We are looking forward to exciting presentations and intense discussions!
Best,
Dace and Felix.
PS: And a Happy New Year to all of you!
Convenors
Felix Ringel (University of Vienna)
Dace Dzenovska (University of Oxford)
Short Abstract
This panel invites ethnographic explorations of maintaining, enduring and sustaining as practices and politics of the future. How are these practices related to currently widespread insecurities, as well as the absence of legitimate grand narratives that promise to overcome the oppressive present?
Long Abstract
In search for alternative political and analytical pathways into the future, anthropologists have experimented with a variety of ethnographically derived analytical concepts. Concepts such as hope, emergence and alternative lifeworlds figure prominently in contemporary anthropological thought. Our ethnographic work, however, has led us to use terms that seem less promissory, even conservative: maintaining, enduring and sustaining. And yet, they suggest new pathways into the future, namely those that hold the possibility of the future open through preventing decay or ruination in the present.

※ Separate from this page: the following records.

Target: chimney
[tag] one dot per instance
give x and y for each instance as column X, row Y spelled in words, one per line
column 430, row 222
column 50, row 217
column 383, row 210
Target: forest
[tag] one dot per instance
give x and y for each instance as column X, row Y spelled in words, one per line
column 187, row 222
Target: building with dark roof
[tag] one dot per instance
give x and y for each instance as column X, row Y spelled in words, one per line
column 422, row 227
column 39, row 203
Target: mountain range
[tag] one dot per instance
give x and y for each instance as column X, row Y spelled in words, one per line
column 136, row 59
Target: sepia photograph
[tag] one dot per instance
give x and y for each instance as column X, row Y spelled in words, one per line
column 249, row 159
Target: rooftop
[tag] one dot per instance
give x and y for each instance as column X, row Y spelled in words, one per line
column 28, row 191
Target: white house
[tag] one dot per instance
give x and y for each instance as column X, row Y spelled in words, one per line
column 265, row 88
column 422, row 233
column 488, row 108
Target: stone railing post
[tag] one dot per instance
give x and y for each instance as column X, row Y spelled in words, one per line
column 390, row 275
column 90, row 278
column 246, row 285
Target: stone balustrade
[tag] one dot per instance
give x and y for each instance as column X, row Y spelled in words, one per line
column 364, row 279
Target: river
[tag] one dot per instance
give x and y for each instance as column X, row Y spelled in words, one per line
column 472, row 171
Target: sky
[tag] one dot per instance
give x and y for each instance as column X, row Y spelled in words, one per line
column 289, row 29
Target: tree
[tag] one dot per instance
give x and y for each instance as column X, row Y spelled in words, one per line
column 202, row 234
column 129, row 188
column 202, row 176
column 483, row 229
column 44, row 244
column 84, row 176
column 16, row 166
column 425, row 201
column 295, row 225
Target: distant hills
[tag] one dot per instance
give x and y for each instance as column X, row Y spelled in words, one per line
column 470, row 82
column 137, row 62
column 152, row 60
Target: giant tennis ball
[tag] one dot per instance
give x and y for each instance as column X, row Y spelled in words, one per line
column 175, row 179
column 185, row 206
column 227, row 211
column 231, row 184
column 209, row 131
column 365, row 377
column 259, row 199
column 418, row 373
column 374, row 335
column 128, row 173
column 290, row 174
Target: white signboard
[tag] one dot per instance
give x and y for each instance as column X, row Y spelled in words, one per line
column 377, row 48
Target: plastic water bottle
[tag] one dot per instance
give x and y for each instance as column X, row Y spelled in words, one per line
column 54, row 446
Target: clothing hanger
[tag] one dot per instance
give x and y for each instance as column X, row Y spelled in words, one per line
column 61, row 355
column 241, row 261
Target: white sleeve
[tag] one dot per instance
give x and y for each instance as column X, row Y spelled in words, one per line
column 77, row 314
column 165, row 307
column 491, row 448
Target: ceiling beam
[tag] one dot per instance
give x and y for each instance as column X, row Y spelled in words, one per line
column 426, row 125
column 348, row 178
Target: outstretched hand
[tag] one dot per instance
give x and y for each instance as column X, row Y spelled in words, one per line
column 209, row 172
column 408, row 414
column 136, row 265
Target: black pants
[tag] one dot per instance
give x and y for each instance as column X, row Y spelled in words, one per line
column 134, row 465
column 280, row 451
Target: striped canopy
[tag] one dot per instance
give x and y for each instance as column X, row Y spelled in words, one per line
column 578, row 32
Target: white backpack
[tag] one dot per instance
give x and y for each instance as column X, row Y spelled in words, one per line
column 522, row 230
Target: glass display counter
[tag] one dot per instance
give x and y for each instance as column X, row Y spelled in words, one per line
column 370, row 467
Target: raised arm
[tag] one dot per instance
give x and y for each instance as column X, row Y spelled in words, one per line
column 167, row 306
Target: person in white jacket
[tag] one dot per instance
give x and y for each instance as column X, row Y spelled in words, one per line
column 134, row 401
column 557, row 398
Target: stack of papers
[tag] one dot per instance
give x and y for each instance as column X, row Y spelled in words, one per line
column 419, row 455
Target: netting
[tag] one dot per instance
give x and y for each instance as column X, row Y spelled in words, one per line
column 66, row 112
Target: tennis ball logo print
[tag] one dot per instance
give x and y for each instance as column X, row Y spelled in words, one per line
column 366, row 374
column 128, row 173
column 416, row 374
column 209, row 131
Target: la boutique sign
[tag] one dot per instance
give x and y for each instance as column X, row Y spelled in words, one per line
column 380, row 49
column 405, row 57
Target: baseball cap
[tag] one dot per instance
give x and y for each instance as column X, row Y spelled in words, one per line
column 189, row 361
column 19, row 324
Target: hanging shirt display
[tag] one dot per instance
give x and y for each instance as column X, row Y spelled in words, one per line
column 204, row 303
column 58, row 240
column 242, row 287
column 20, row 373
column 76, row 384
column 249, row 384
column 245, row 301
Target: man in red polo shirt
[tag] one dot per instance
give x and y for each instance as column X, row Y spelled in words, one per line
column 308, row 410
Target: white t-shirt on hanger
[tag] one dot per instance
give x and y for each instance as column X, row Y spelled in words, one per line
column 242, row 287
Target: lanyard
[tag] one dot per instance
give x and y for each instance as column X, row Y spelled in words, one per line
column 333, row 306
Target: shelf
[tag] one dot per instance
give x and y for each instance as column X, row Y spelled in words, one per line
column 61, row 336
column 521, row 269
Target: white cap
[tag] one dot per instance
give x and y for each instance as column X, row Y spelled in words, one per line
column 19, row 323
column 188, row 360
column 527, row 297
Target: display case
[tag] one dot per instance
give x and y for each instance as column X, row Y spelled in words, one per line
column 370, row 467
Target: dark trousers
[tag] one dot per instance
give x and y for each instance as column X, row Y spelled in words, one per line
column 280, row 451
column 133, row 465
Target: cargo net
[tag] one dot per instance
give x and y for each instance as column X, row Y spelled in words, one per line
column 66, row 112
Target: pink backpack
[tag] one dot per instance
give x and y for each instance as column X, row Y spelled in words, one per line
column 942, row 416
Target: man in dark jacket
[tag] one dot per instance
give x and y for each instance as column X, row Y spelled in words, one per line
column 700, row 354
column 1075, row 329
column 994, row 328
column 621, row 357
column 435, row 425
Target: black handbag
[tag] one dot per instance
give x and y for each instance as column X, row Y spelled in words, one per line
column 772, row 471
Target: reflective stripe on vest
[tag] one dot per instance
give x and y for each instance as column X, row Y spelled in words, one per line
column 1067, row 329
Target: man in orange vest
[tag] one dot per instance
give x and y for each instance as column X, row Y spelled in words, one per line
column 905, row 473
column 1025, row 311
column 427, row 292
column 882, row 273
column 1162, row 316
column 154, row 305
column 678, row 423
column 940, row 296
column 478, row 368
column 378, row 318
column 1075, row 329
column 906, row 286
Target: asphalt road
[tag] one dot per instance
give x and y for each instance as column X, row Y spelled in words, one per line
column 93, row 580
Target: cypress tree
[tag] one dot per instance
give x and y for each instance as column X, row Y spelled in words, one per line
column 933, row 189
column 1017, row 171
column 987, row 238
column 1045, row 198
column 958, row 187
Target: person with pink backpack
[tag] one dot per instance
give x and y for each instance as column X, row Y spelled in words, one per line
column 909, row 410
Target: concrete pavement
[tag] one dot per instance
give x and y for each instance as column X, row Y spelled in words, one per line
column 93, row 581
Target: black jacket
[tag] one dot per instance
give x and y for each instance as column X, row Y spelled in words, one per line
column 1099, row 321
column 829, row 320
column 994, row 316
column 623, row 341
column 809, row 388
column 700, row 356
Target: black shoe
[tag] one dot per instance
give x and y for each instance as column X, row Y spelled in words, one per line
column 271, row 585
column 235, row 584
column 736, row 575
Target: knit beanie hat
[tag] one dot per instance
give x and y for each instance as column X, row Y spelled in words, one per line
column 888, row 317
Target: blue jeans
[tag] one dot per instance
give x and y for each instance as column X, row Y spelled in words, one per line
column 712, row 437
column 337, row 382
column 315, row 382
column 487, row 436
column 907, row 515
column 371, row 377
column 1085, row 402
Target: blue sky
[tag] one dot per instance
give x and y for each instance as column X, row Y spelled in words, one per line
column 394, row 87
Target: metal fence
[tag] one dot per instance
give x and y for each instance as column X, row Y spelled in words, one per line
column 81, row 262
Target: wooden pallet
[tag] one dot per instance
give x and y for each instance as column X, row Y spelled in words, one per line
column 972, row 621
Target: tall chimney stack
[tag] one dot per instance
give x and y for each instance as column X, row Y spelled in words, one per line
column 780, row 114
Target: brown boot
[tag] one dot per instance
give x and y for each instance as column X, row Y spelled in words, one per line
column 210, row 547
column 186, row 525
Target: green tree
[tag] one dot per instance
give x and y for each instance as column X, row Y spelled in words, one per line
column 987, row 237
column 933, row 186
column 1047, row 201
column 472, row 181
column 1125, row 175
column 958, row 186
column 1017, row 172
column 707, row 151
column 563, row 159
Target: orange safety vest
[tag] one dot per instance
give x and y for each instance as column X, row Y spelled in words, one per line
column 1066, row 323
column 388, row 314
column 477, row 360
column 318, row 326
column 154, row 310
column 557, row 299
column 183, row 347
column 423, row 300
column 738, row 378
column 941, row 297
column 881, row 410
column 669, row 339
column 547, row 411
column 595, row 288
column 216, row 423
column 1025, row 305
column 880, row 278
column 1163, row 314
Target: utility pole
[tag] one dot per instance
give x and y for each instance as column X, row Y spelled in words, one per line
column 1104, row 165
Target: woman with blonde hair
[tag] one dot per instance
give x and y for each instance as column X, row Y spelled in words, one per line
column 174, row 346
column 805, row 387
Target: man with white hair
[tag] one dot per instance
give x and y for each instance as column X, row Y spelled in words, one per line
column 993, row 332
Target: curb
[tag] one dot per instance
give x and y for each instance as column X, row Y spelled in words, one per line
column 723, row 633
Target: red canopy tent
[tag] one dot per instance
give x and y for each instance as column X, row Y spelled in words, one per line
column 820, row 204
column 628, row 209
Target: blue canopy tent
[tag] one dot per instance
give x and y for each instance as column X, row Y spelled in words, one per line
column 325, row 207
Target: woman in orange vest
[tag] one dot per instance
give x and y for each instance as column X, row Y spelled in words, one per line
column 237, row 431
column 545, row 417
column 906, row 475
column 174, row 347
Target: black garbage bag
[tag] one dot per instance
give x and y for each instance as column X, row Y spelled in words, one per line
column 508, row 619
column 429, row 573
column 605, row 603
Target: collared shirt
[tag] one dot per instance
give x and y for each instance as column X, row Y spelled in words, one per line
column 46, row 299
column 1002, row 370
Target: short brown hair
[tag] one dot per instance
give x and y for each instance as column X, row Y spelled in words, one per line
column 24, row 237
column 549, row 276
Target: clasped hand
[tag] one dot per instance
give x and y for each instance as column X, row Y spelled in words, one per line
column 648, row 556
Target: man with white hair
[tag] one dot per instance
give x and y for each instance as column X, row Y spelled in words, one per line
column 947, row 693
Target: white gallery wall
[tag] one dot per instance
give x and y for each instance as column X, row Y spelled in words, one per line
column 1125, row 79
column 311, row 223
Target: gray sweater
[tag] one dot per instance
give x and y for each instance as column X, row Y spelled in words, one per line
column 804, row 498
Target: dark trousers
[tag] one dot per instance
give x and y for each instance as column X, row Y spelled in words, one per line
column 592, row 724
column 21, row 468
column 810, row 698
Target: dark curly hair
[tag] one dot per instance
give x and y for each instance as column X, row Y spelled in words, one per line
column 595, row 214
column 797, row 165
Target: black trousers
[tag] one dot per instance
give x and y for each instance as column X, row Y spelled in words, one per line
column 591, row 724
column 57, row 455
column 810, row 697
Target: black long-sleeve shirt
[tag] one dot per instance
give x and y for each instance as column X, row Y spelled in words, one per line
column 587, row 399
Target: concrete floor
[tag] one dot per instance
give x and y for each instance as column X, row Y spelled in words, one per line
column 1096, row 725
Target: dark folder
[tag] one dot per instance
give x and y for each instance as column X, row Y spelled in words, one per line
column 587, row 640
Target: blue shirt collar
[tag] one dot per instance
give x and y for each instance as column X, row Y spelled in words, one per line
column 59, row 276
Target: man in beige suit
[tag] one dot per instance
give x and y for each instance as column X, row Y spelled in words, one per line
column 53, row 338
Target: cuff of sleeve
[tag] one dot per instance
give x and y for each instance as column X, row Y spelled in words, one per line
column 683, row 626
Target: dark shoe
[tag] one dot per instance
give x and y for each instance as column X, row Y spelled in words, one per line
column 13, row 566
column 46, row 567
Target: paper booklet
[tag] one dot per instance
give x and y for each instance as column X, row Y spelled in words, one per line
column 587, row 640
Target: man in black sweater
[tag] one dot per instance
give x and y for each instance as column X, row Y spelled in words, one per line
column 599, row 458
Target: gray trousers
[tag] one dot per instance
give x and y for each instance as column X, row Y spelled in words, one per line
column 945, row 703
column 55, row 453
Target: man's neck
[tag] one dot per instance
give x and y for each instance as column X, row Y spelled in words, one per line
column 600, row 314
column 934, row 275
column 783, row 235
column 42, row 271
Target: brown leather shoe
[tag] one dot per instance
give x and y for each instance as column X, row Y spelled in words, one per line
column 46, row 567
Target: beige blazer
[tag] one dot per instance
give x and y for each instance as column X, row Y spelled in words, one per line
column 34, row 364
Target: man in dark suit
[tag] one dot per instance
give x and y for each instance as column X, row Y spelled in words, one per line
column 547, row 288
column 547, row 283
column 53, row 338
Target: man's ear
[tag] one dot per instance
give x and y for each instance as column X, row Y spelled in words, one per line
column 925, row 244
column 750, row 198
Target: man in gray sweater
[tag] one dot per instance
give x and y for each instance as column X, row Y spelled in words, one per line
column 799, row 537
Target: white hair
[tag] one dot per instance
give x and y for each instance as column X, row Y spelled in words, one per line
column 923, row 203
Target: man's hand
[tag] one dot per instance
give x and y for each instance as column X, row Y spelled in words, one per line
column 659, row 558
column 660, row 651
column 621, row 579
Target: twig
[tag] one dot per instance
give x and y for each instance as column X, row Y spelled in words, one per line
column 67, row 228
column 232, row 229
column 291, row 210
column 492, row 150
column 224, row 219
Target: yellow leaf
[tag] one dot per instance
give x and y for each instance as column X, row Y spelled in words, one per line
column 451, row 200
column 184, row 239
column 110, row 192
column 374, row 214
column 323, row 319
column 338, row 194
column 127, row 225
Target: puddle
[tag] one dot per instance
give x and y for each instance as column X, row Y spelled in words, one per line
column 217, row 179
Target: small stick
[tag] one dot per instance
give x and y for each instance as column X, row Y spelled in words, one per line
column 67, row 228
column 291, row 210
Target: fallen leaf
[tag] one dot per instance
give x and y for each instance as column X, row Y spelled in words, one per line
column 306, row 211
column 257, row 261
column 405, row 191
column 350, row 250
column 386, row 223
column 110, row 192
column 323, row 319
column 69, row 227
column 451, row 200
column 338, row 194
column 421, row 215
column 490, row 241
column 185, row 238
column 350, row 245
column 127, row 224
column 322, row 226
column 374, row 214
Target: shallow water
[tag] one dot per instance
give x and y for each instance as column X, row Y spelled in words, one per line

This panel invites papers that critically explore different pathways into the future in the post-Cold War era. Without being restricted to the literature on post-socialism, we invite papers to explore how and why "muddling through" emerges as a response to deeply felt insecurities. Why do practices, politics and analytics of maintaining, enduring and sustaining emerge as salient in this particular historical moment? What kind of urban and rural futures are 'prefigured' in them, producing what kind of uneven geographies? How are such practices, politics and analytics shaped by the absence of other meta-narratives, such as socialism, which have historically offered an alternative imaginary for Western left and postcolonial elites?
Proposed contributions should provide detailed ethnographic analyses of new sites, practices and subjects of politics, whilst at the same time reflect upon the analytical tools at hand to understand these practices of, and politics towards, the future. We see this as an invitation to being stuck, yet again, in the future - and thereby maintain the present differently.